About InfuSystem Holdings, Inc.

InfuSystem Holdings, Inc. is the leading provider of infusion pumps and related services to hospitals, oncology practices and other alternate site healthcare providers. Headquartered in Madison Heights, Michigan, the company delivers local, field-based customer support, and also operates Centers of Excellence in Michigan, Kansas, California, and Ontario, Canada. The company’s stock is traded on the NYSE Amex under the symbol INFU.

Forward-Looking Statements

Except for the historical information contained herein, the matters discussed in this press release are forward-looking statements that involve risks and uncertainties that could cause actual results to differ materially from those predicted by such forward-looking statements. These risks and uncertainties include general economic conditions, as well as other risks, detailed from time to time in the company’s publicly filed documents.

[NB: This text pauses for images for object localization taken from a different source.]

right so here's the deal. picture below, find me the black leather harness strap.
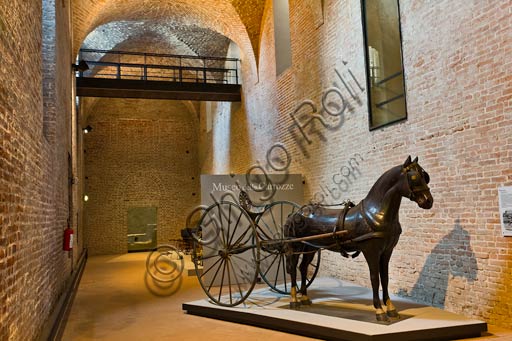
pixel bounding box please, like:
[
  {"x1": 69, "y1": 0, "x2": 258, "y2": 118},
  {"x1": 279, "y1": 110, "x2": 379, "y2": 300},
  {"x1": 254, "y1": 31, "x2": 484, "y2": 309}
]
[
  {"x1": 351, "y1": 231, "x2": 385, "y2": 242},
  {"x1": 333, "y1": 202, "x2": 353, "y2": 235},
  {"x1": 333, "y1": 201, "x2": 355, "y2": 257},
  {"x1": 292, "y1": 200, "x2": 385, "y2": 256}
]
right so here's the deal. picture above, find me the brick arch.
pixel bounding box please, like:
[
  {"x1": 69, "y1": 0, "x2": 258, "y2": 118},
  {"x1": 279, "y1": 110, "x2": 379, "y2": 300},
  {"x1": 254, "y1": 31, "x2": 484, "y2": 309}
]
[
  {"x1": 84, "y1": 99, "x2": 201, "y2": 254},
  {"x1": 83, "y1": 97, "x2": 198, "y2": 127},
  {"x1": 81, "y1": 29, "x2": 204, "y2": 125},
  {"x1": 83, "y1": 25, "x2": 229, "y2": 85},
  {"x1": 113, "y1": 171, "x2": 164, "y2": 251},
  {"x1": 81, "y1": 21, "x2": 231, "y2": 59},
  {"x1": 73, "y1": 0, "x2": 258, "y2": 78}
]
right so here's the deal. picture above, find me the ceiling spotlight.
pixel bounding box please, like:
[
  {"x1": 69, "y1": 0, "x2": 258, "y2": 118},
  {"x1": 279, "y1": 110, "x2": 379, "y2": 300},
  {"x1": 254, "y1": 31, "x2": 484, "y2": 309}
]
[
  {"x1": 83, "y1": 195, "x2": 89, "y2": 202},
  {"x1": 83, "y1": 125, "x2": 92, "y2": 134},
  {"x1": 72, "y1": 60, "x2": 89, "y2": 72}
]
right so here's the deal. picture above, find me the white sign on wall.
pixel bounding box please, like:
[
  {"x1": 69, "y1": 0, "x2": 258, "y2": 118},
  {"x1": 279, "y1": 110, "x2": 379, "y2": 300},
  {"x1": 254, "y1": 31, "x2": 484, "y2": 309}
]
[
  {"x1": 201, "y1": 174, "x2": 304, "y2": 207},
  {"x1": 498, "y1": 186, "x2": 512, "y2": 237}
]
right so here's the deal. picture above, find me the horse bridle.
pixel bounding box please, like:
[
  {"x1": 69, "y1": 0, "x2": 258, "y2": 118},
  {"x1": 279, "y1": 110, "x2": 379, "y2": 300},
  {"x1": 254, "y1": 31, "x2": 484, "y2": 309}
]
[{"x1": 402, "y1": 163, "x2": 430, "y2": 201}]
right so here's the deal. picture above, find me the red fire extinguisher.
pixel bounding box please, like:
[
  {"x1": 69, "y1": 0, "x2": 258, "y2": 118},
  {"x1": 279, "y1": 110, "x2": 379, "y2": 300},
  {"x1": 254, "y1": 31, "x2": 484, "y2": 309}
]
[{"x1": 64, "y1": 226, "x2": 74, "y2": 251}]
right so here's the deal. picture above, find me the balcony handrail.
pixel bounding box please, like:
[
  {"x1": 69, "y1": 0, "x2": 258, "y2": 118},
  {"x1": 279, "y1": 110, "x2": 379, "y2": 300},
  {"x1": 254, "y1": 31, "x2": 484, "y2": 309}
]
[
  {"x1": 78, "y1": 48, "x2": 240, "y2": 85},
  {"x1": 79, "y1": 48, "x2": 240, "y2": 62},
  {"x1": 84, "y1": 60, "x2": 237, "y2": 74}
]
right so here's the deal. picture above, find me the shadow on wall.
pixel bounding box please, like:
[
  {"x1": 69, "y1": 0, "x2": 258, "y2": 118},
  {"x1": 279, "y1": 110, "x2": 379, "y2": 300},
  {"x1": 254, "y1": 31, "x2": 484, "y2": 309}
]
[{"x1": 398, "y1": 219, "x2": 477, "y2": 308}]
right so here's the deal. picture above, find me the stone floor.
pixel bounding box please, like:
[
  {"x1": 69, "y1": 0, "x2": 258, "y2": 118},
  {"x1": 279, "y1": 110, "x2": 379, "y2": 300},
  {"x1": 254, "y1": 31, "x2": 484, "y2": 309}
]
[{"x1": 62, "y1": 252, "x2": 512, "y2": 341}]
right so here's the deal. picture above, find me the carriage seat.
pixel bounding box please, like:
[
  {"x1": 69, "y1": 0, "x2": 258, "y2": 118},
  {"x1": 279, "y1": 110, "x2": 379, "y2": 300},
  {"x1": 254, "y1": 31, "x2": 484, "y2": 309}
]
[{"x1": 238, "y1": 190, "x2": 266, "y2": 218}]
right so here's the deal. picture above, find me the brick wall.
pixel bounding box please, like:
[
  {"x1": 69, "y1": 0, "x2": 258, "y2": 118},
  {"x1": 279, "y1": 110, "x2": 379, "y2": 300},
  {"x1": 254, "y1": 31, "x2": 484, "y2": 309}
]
[
  {"x1": 201, "y1": 0, "x2": 512, "y2": 327},
  {"x1": 1, "y1": 0, "x2": 506, "y2": 334},
  {"x1": 0, "y1": 0, "x2": 77, "y2": 340},
  {"x1": 83, "y1": 98, "x2": 200, "y2": 255}
]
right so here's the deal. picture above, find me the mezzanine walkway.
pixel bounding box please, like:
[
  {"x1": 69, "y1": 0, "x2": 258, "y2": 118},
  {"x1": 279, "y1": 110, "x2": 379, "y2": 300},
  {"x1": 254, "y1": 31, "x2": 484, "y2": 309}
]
[{"x1": 75, "y1": 49, "x2": 242, "y2": 102}]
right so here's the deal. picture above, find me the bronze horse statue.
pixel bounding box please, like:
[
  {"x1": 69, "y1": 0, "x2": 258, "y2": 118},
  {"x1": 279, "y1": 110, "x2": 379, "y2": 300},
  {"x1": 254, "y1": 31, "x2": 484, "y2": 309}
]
[{"x1": 284, "y1": 156, "x2": 433, "y2": 321}]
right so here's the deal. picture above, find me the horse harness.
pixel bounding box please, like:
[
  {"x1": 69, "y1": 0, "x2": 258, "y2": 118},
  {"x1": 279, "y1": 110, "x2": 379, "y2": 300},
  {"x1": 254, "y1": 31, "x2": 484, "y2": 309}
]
[
  {"x1": 402, "y1": 162, "x2": 430, "y2": 201},
  {"x1": 297, "y1": 201, "x2": 385, "y2": 258}
]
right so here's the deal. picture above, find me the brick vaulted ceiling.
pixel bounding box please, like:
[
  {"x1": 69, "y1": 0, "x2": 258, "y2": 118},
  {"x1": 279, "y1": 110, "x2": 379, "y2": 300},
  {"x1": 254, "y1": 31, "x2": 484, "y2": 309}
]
[
  {"x1": 73, "y1": 0, "x2": 266, "y2": 74},
  {"x1": 81, "y1": 21, "x2": 231, "y2": 59},
  {"x1": 80, "y1": 24, "x2": 218, "y2": 123}
]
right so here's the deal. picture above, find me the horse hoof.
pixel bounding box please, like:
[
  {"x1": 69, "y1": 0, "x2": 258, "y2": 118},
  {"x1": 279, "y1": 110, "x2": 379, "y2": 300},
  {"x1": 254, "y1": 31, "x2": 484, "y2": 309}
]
[
  {"x1": 289, "y1": 302, "x2": 301, "y2": 309},
  {"x1": 376, "y1": 313, "x2": 389, "y2": 322},
  {"x1": 387, "y1": 309, "x2": 400, "y2": 319},
  {"x1": 300, "y1": 298, "x2": 312, "y2": 306}
]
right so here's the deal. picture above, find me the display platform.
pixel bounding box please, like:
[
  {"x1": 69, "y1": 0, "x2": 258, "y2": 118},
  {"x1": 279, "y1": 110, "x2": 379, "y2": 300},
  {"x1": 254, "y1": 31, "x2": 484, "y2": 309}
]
[{"x1": 182, "y1": 278, "x2": 487, "y2": 341}]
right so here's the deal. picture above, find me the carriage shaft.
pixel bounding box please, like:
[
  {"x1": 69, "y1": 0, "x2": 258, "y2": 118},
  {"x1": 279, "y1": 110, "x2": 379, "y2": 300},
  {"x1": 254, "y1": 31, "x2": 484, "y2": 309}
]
[
  {"x1": 261, "y1": 229, "x2": 348, "y2": 246},
  {"x1": 220, "y1": 231, "x2": 349, "y2": 255}
]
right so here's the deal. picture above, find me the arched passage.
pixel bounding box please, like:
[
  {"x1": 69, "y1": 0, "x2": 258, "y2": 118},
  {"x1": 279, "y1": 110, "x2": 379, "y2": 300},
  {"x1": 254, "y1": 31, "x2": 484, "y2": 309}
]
[
  {"x1": 72, "y1": 0, "x2": 262, "y2": 81},
  {"x1": 82, "y1": 96, "x2": 200, "y2": 255},
  {"x1": 78, "y1": 22, "x2": 221, "y2": 123}
]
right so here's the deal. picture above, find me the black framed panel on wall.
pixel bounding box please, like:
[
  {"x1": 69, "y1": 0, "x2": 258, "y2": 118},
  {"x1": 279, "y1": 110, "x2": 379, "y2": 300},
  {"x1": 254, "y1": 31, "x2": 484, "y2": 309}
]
[{"x1": 361, "y1": 0, "x2": 408, "y2": 130}]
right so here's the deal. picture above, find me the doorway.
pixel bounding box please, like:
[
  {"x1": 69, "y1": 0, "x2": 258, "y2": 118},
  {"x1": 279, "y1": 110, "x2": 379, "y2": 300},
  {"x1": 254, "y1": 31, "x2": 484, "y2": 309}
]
[{"x1": 127, "y1": 207, "x2": 157, "y2": 252}]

Additional Information and Where to Find It

In connection with the solicitation of agent designation revocations, InfuSystem Holdings, Inc. has filed a definitive proxy statement with the Securities and Exchange Commission (the “SEC”). STOCKHOLDERS ARE URGED TO READ THE DEFINITIVE PROXY STATEMENT AND OTHER RELEVANT MATERIALS WHEN THEY BECOME AVAILABLE BECAUSE THEY CONTAIN IMPORTANT INFORMATION. InfuSystem and its directors and executive officers may be deemed to be participants in the solicitation of agent designation revocations. Stockholders may obtain additional information regarding such participants and their interests from the definitive proxy statement and from InfuSystem’s periodic reports filed with the SEC. The periodic reports and definitive proxy statement are available, and other relevant documents will be available, at no charge at the web site of the SEC. at www.sec.gov.